Вдруг из очереди меня выдернула чья-то рука, и знакомый голос тихо пропел в ухо:
– «Пойдемте сударь, о, пойдемте, вас ждут давно-о в заве-е-етном уголке-е-е!»
Лялин, обняв, повел меня на «веранду», примыкавшую к Пестрому залу. Там за закрытыми дверями питались литературные начальники и важные, в том числе зарубежные, гости. «Веранда», обшитая деревом и украшенная грузинской чеканкой, сегодня пустовала, если не считать сидевшего за обильным столом Бутова, одетого в синюю ветровку с нашивкой «Porsh». Такого количества молний на отдельно взятой куртке мне прежде видеть не приходилось. Модный народ – чекисты!
– «Выпей меда, выпей бра-а-аги, про изменщицу забу-удь!» – пробасил Папикян, усадил меня и взялся за бутылку с нежной решимостью.
– Мне сегодня еще работать… – и я, как на плакате, заслонил ладонью пустую рюмку.
– А нам, значит, бездельничать? – нехорошо усмехнулся Палыч.

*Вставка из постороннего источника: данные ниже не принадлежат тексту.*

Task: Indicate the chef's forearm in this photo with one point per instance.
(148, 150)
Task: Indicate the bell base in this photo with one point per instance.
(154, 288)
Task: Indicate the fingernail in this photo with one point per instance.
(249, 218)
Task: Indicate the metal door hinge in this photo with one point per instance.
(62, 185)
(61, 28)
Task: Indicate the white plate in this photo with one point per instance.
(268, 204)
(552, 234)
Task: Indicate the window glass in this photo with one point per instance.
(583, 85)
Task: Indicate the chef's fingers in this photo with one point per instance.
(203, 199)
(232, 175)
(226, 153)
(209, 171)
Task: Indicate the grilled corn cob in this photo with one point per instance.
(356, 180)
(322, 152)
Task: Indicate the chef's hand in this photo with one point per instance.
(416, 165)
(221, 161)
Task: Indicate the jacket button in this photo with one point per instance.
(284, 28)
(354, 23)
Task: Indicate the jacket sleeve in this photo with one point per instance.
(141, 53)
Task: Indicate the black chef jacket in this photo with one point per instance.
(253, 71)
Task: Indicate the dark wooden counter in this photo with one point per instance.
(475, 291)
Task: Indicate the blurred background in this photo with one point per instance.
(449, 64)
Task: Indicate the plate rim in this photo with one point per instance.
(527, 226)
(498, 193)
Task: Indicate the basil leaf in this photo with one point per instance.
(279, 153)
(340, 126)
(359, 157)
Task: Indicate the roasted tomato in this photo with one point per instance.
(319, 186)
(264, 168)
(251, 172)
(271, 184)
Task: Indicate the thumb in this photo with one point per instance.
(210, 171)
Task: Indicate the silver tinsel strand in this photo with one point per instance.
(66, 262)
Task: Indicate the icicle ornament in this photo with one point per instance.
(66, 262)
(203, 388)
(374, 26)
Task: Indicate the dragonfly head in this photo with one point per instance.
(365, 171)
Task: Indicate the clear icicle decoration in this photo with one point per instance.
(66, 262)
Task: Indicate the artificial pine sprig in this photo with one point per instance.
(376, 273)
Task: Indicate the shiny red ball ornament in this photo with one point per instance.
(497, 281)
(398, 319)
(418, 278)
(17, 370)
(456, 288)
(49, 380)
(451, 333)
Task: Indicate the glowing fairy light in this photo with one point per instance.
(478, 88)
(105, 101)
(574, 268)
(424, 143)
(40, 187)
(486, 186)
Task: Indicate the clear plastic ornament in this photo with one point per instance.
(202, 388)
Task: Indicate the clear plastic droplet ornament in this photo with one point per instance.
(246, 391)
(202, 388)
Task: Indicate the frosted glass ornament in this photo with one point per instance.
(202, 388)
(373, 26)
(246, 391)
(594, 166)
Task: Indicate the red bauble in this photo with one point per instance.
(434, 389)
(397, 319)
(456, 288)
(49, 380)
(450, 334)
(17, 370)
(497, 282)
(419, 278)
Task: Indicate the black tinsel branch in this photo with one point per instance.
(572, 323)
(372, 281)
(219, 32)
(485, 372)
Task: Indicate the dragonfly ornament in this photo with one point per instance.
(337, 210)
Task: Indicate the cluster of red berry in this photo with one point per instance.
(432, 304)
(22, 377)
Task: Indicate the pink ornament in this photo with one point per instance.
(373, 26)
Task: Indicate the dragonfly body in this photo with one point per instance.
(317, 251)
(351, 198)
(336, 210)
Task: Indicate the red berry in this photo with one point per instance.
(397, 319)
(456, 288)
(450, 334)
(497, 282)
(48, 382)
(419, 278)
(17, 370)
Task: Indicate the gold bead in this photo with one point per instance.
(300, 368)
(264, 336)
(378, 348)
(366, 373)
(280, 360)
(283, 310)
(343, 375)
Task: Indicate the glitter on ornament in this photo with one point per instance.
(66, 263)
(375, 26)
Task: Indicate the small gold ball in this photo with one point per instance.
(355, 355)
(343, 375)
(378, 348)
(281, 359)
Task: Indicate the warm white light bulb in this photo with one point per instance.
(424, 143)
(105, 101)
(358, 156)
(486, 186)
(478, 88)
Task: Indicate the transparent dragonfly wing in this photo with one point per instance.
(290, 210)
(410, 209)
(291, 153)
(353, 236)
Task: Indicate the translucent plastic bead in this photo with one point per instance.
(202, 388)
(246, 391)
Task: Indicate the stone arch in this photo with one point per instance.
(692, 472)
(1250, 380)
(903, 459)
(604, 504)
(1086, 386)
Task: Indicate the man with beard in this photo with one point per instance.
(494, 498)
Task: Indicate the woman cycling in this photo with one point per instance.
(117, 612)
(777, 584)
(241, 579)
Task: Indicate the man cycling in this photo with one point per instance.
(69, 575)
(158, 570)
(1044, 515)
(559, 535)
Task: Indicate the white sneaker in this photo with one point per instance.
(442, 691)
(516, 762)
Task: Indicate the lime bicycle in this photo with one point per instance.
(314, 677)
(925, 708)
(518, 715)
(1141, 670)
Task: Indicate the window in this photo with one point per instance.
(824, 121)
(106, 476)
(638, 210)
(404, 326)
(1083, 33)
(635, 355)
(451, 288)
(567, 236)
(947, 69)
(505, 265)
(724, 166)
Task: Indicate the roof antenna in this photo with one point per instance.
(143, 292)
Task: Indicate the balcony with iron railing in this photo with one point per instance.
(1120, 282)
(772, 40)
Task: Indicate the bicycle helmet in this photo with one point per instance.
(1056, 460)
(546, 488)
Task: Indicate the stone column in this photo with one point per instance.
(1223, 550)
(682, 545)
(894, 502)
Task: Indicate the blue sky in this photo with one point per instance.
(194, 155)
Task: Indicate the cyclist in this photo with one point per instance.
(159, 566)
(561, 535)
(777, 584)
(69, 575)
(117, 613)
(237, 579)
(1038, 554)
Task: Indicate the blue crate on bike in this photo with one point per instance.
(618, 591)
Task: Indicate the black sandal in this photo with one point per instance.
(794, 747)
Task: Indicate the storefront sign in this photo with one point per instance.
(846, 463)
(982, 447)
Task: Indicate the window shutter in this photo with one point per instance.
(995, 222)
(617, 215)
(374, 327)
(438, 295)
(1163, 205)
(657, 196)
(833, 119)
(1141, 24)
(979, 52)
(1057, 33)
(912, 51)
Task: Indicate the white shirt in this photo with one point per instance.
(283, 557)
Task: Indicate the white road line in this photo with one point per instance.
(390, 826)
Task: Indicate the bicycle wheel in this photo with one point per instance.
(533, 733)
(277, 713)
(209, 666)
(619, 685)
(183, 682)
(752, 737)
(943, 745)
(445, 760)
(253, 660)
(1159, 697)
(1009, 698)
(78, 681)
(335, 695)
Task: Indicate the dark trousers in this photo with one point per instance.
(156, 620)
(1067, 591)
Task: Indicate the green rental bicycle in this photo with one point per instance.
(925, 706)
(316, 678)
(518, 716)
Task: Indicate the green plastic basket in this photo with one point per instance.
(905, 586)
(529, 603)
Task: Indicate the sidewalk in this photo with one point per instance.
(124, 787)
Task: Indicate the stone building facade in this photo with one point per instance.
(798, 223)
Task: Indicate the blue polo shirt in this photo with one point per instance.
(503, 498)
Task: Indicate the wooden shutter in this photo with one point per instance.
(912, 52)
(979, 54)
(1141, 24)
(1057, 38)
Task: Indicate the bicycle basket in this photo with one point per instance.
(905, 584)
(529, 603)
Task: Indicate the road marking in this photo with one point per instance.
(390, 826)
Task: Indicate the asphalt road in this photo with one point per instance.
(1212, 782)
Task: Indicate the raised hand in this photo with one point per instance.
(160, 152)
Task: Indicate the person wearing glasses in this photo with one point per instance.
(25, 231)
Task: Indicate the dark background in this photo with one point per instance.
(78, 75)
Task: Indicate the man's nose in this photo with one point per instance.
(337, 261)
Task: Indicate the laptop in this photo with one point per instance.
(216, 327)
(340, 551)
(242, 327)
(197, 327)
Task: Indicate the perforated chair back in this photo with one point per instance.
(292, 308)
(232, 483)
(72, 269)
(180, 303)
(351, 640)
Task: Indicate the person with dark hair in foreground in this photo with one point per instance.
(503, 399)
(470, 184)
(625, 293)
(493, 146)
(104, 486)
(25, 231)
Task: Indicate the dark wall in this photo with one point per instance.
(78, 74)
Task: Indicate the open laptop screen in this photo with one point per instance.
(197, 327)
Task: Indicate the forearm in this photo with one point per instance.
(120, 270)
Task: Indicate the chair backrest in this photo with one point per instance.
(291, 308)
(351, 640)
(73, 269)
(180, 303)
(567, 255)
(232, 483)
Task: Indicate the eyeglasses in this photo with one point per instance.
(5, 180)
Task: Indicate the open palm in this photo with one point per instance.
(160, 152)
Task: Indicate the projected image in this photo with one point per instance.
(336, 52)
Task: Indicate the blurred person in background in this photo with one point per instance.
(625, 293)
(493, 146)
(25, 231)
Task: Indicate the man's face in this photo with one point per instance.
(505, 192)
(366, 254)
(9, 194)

– Граммулечку, Жоржик! Армянский выдержанный. Обидишь!
– Ладно…
Понимая, что мне еще подписывать в свет газету, я только обмочил губы в ароматном коньяке.
– Ну как там ваша комиссия? – прищурившись, спросил Бутов.
– Работаем.
– Знаем, как вы работаете. С кем и о чем в Переделкино совещались, тоже знаем. Ну, просто как дети малые!
– Откуда знаете? – смутился я.
– От верблюда.
– Мы ничего… мы просто поговорили…
– Значит, теперь слушай сюда: про все, что вы нафантазировали, забудь!
– Но Ковригин…
– Ты кушай, кушай! – Лялин положил мне на тарелку сациви. – Хочешь напечатать свой «Дембель»?
– Хочу.
– В Италию хочешь?
– Хочу.
– Квартиру без тещи в Филевской пойме хочешь?
– Хочу.
– Тогда делай то, что говорят. Повестушка у тебя нормальная. Я прочитал. Ничего страшного в ней нет. В жизни еще хуже. – Бутов долил коньяк в мою рюмку. – Знаешь, какой у нас в роте «неуставняк» был? Меня самого на первом году по утрам петухом кричать заставляли – дедов будить.
– Но ведь Ковригин…
– Слушай, Полуяков, оставь ты в покое Ковригина! Он сам как-нибудь выпутается. Знал, куда лез. Ты лучше спроси, откуда у меня твоя рукопись?
– Откуда? Из «Юности»?
– Наивный чукотский юноша! Мог ты влипнуть, парень, покруче Ковригина. Ты кушай, кушай! – Папикян положил мне на тарелку севрюгу.
– Вот гад!
– Ты о себе лучше думай. С тобой-то, как с Ковригиным, никто нянькаться не станет – просто перекроют кислород. Везде.
– Жорж, не дури! – обнял меня Лялин. – У тебя вся жизнь спереди! Скушай тарталеточку.
– Я обедал только что.
– Ничего страшного, – осклабился чекист. – Обед – как жена, а тарталеточка – она вроде молодой актриски. Так ведь, Полуяков?
– Не пугай мальчика! Жорж, дело очень опасное! – страдальчески вздернул крашеные брови Папикян.
– И что мне теперь делать? – спросил я обреченно.
– Ну вот, уже лучше. Забудь все, что вы там, в Переделкино, придумали! – Чекист улыбнулся.
– Забыл, – кивнул я искренне, так как на самом деле не мог вспомнить наш план спасения классика.